# Age to buy a Tegu?



## hppel (Nov 30, 2012)

Hey guys, currently, I'm looking to buy a Tegu, and there are several breeders near me offering them as Sub-Adults. And I was wondering, what is the best age to purchase a Tegu? When they are still hatchlings, yearlings, adults? Personal experiences/opinions welcome!


----------



## Bubblz Calhoun (Dec 1, 2012)

_I know I posted a response to this question some where on this site but can't find it, so c&p'd from the other site.

It doesn't really matter, start with what you want and or are comfortable with. 
It's similar to getting a cat or dog. Do you want something older that's more than likely already trained or in this case worked with. Pretty much set in it's ways personality wise and depending on where it comes from you can ask questions to find out it's likes or dislikes. Or do you want to start fresh with something younger that you have to work with and put in the time and effort to raise and watch it grow.

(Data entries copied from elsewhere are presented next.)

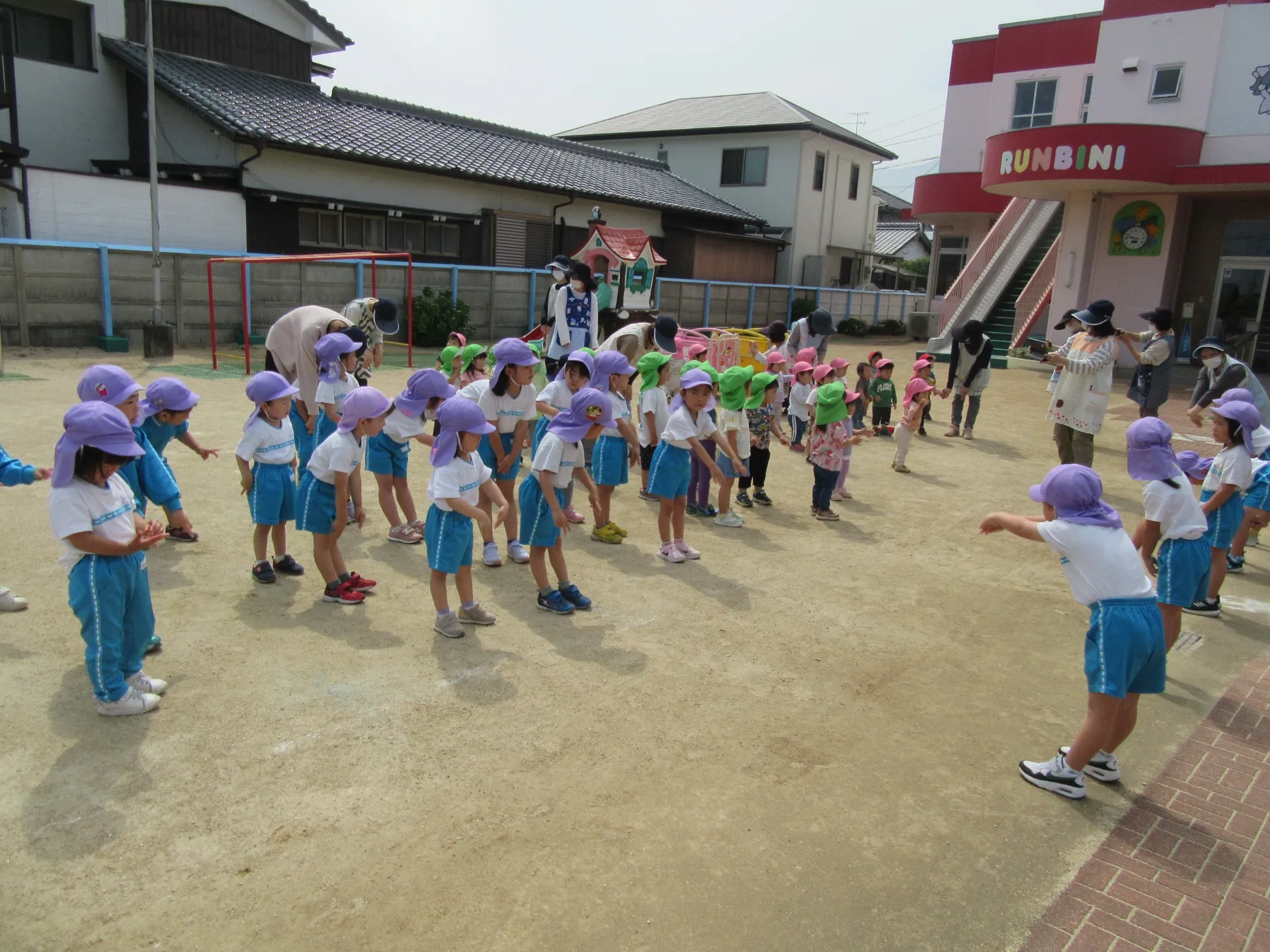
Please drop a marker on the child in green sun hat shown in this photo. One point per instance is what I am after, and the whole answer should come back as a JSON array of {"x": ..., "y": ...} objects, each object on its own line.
[
  {"x": 654, "y": 371},
  {"x": 763, "y": 415},
  {"x": 734, "y": 428}
]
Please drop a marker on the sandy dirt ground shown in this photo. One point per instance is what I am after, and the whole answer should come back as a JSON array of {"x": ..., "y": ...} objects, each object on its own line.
[{"x": 807, "y": 740}]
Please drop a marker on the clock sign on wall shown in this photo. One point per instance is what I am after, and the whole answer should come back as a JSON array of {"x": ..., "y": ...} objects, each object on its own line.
[{"x": 1138, "y": 229}]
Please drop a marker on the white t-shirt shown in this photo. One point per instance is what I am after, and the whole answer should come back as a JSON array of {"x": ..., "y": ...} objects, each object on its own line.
[
  {"x": 653, "y": 401},
  {"x": 799, "y": 393},
  {"x": 474, "y": 390},
  {"x": 556, "y": 394},
  {"x": 558, "y": 457},
  {"x": 1232, "y": 465},
  {"x": 459, "y": 479},
  {"x": 402, "y": 427},
  {"x": 1175, "y": 509},
  {"x": 335, "y": 391},
  {"x": 736, "y": 420},
  {"x": 681, "y": 427},
  {"x": 339, "y": 452},
  {"x": 1100, "y": 561},
  {"x": 621, "y": 412},
  {"x": 508, "y": 411},
  {"x": 265, "y": 444},
  {"x": 83, "y": 507}
]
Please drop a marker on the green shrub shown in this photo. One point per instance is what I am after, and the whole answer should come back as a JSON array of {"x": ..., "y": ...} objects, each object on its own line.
[{"x": 436, "y": 317}]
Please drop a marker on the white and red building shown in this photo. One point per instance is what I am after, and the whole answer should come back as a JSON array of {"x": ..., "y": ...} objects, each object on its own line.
[{"x": 1122, "y": 154}]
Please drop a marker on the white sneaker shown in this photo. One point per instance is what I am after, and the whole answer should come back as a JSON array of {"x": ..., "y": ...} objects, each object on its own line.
[
  {"x": 11, "y": 602},
  {"x": 132, "y": 702},
  {"x": 1101, "y": 767},
  {"x": 1054, "y": 776},
  {"x": 146, "y": 684}
]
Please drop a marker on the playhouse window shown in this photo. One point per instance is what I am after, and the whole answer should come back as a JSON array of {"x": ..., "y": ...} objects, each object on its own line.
[
  {"x": 1034, "y": 103},
  {"x": 1166, "y": 85},
  {"x": 743, "y": 167}
]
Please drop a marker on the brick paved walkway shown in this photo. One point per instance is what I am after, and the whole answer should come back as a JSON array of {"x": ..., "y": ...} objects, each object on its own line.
[{"x": 1189, "y": 865}]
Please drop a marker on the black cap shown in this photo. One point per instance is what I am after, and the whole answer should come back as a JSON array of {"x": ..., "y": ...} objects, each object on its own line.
[
  {"x": 385, "y": 317},
  {"x": 663, "y": 334}
]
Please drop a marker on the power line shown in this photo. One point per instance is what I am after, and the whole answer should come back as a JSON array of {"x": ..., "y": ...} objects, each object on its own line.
[{"x": 916, "y": 116}]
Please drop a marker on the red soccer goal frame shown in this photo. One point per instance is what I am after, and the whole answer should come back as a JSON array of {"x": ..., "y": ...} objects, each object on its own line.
[{"x": 372, "y": 257}]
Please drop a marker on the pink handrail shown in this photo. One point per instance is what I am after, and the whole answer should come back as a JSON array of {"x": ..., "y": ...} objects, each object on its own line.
[
  {"x": 984, "y": 254},
  {"x": 1034, "y": 298}
]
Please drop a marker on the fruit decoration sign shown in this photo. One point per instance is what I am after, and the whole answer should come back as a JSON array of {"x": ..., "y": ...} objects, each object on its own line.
[{"x": 1138, "y": 230}]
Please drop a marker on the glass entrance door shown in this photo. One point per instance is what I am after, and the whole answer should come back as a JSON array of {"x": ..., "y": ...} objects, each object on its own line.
[{"x": 1241, "y": 311}]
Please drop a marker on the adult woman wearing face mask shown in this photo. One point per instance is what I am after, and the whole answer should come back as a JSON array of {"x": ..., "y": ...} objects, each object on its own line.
[
  {"x": 1220, "y": 374},
  {"x": 968, "y": 375},
  {"x": 1086, "y": 362},
  {"x": 1151, "y": 379},
  {"x": 577, "y": 317}
]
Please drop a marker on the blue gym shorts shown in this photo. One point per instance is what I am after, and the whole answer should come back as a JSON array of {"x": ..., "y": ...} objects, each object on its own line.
[
  {"x": 1224, "y": 521},
  {"x": 487, "y": 455},
  {"x": 538, "y": 527},
  {"x": 1183, "y": 568},
  {"x": 316, "y": 506},
  {"x": 273, "y": 494},
  {"x": 386, "y": 457},
  {"x": 1124, "y": 648},
  {"x": 671, "y": 471},
  {"x": 448, "y": 536},
  {"x": 1259, "y": 493},
  {"x": 610, "y": 462}
]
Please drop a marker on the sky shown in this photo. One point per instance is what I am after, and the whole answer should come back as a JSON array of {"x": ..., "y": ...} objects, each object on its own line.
[{"x": 876, "y": 67}]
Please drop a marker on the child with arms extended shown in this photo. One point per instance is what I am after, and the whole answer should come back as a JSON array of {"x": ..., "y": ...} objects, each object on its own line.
[
  {"x": 654, "y": 411},
  {"x": 917, "y": 397},
  {"x": 671, "y": 473},
  {"x": 763, "y": 416},
  {"x": 331, "y": 483},
  {"x": 1124, "y": 647},
  {"x": 1174, "y": 521},
  {"x": 388, "y": 454},
  {"x": 1222, "y": 496},
  {"x": 542, "y": 521},
  {"x": 266, "y": 456},
  {"x": 508, "y": 404},
  {"x": 93, "y": 513},
  {"x": 459, "y": 483}
]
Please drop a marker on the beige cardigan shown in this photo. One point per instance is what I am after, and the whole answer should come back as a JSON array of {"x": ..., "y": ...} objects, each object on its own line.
[{"x": 291, "y": 340}]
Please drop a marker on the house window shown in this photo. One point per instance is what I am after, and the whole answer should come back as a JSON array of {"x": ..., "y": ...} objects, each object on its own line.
[
  {"x": 1034, "y": 103},
  {"x": 952, "y": 253},
  {"x": 1166, "y": 85},
  {"x": 318, "y": 227},
  {"x": 50, "y": 32},
  {"x": 745, "y": 167},
  {"x": 364, "y": 231}
]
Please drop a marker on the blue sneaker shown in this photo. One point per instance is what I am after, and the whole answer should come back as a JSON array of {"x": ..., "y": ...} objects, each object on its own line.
[
  {"x": 556, "y": 602},
  {"x": 574, "y": 597}
]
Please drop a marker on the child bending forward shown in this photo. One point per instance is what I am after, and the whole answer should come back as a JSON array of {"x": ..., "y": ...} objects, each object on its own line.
[{"x": 1124, "y": 647}]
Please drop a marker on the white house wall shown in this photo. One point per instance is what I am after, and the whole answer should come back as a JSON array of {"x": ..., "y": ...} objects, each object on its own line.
[
  {"x": 355, "y": 183},
  {"x": 111, "y": 210}
]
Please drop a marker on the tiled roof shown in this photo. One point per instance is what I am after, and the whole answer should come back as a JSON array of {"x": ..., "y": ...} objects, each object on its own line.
[
  {"x": 893, "y": 235},
  {"x": 299, "y": 116},
  {"x": 745, "y": 111}
]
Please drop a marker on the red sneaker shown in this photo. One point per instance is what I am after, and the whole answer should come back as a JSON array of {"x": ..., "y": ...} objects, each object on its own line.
[{"x": 343, "y": 594}]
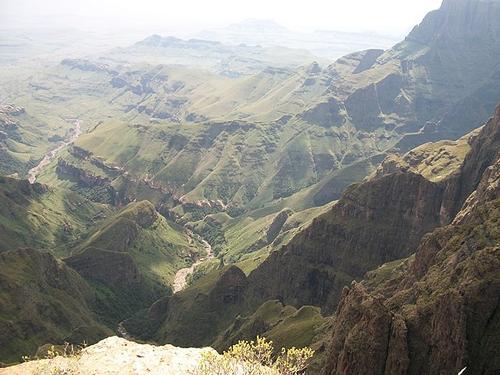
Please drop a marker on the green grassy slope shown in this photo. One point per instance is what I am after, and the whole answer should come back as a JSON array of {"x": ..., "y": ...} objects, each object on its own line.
[
  {"x": 43, "y": 301},
  {"x": 42, "y": 217}
]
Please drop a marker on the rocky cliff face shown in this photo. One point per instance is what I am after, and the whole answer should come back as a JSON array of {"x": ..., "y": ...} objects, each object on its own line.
[
  {"x": 117, "y": 356},
  {"x": 42, "y": 300},
  {"x": 439, "y": 312},
  {"x": 374, "y": 222},
  {"x": 377, "y": 221}
]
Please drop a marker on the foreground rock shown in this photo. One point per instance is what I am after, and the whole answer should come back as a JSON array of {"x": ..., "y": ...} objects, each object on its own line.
[{"x": 115, "y": 355}]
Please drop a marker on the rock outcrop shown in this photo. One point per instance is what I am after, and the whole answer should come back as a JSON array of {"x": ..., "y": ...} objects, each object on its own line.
[
  {"x": 377, "y": 221},
  {"x": 438, "y": 312},
  {"x": 117, "y": 356},
  {"x": 43, "y": 301}
]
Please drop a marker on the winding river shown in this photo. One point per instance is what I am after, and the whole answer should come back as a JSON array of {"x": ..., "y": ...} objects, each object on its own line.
[
  {"x": 35, "y": 171},
  {"x": 180, "y": 279}
]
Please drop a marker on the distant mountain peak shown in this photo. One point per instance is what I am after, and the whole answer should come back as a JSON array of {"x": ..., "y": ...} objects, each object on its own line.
[
  {"x": 460, "y": 20},
  {"x": 258, "y": 25}
]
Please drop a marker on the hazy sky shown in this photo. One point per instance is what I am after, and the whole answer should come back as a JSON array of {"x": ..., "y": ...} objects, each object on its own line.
[{"x": 184, "y": 16}]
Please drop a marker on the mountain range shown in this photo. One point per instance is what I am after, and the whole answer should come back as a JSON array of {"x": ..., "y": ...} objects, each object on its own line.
[{"x": 350, "y": 206}]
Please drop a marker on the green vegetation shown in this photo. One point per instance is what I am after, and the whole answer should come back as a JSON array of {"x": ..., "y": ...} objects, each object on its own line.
[
  {"x": 255, "y": 357},
  {"x": 41, "y": 217},
  {"x": 43, "y": 301}
]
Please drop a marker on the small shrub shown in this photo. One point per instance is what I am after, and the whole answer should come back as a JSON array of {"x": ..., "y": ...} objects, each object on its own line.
[{"x": 255, "y": 358}]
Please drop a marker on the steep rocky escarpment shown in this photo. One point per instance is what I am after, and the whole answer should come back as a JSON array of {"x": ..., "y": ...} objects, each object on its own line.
[
  {"x": 43, "y": 301},
  {"x": 365, "y": 229},
  {"x": 377, "y": 221},
  {"x": 198, "y": 314},
  {"x": 437, "y": 315},
  {"x": 436, "y": 312},
  {"x": 132, "y": 258},
  {"x": 117, "y": 356}
]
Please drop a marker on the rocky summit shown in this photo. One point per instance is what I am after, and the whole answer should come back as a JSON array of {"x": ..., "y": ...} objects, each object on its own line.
[
  {"x": 234, "y": 201},
  {"x": 116, "y": 355}
]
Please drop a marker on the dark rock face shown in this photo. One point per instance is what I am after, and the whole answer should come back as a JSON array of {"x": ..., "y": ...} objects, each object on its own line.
[
  {"x": 196, "y": 317},
  {"x": 42, "y": 300},
  {"x": 445, "y": 301},
  {"x": 277, "y": 224},
  {"x": 229, "y": 288},
  {"x": 374, "y": 222},
  {"x": 350, "y": 353},
  {"x": 325, "y": 114},
  {"x": 108, "y": 267}
]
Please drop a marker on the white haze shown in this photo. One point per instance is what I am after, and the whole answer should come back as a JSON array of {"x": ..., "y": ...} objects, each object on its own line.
[{"x": 185, "y": 17}]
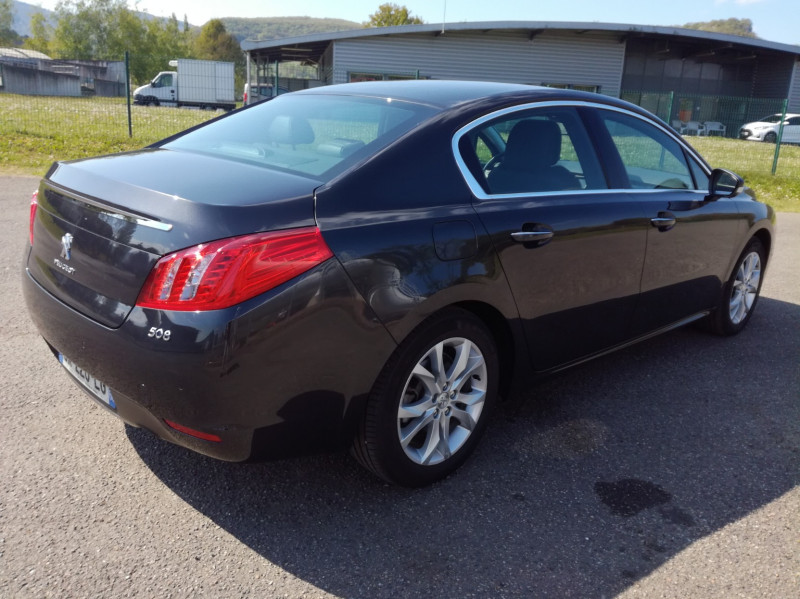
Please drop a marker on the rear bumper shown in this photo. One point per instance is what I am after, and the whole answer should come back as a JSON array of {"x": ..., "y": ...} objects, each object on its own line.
[{"x": 274, "y": 375}]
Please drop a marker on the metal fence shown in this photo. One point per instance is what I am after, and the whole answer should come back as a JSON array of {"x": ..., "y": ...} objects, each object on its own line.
[
  {"x": 727, "y": 112},
  {"x": 85, "y": 99},
  {"x": 70, "y": 109}
]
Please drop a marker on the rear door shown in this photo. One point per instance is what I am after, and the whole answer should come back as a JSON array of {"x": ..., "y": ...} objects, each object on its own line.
[
  {"x": 689, "y": 239},
  {"x": 572, "y": 250}
]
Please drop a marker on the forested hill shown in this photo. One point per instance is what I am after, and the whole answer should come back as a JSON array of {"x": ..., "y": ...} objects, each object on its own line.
[
  {"x": 262, "y": 28},
  {"x": 270, "y": 28}
]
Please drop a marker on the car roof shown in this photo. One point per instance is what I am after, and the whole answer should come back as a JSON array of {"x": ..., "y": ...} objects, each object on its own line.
[{"x": 447, "y": 94}]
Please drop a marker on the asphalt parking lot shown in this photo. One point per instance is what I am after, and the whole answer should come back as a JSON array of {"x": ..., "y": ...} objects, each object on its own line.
[{"x": 669, "y": 469}]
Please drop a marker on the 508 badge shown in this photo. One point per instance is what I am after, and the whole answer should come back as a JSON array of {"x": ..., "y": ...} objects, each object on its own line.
[{"x": 161, "y": 334}]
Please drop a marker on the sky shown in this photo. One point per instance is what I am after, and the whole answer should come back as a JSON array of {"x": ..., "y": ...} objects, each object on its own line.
[{"x": 773, "y": 20}]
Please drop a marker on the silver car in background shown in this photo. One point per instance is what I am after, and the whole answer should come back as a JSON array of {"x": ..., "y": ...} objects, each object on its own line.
[{"x": 768, "y": 128}]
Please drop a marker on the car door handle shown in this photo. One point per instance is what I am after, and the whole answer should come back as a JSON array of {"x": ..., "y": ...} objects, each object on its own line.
[
  {"x": 664, "y": 221},
  {"x": 532, "y": 236}
]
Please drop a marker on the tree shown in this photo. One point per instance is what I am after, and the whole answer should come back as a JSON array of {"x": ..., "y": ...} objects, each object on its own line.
[
  {"x": 741, "y": 27},
  {"x": 215, "y": 43},
  {"x": 390, "y": 14},
  {"x": 8, "y": 37}
]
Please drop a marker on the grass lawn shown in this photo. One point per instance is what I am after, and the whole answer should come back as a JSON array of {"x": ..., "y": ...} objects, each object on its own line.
[
  {"x": 35, "y": 131},
  {"x": 753, "y": 161}
]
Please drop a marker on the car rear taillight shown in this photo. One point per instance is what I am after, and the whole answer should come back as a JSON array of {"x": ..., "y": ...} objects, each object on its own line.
[
  {"x": 193, "y": 432},
  {"x": 34, "y": 206},
  {"x": 223, "y": 273}
]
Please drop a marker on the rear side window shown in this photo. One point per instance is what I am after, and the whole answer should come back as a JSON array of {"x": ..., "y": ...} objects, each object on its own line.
[
  {"x": 311, "y": 135},
  {"x": 532, "y": 151},
  {"x": 651, "y": 158}
]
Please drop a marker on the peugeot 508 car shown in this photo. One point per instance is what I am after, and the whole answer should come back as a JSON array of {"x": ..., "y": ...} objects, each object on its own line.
[{"x": 372, "y": 265}]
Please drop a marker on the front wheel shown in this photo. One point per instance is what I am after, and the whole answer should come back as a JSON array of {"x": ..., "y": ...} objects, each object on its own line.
[
  {"x": 740, "y": 293},
  {"x": 430, "y": 403}
]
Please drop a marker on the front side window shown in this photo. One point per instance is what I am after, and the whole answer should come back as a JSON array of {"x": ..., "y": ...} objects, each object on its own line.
[
  {"x": 532, "y": 151},
  {"x": 651, "y": 158}
]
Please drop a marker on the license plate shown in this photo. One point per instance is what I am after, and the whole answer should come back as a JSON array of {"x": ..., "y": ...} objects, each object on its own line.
[{"x": 97, "y": 388}]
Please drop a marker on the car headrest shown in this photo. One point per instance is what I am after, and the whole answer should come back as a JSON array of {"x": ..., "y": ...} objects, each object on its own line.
[
  {"x": 533, "y": 144},
  {"x": 286, "y": 129}
]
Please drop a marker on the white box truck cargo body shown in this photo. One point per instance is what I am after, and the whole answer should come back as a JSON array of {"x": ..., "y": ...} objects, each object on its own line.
[{"x": 199, "y": 83}]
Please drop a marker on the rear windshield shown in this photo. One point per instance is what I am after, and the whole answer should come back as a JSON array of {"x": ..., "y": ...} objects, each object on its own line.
[{"x": 311, "y": 135}]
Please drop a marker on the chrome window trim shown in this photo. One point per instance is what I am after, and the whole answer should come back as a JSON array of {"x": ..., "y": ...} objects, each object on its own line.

I picked up a four year old last summer that didn't skip a beat. As long as you don't reinforce bad behaviors like cage aggression, they'll go away in time. When adopting older animals you pretty much know what you're going to get (ask questions) so there are few surprises. They can bond with you the same as a younger animal, in most cases in less time since they are older, have been exposed to more (hopefully) and are less skitish._


----------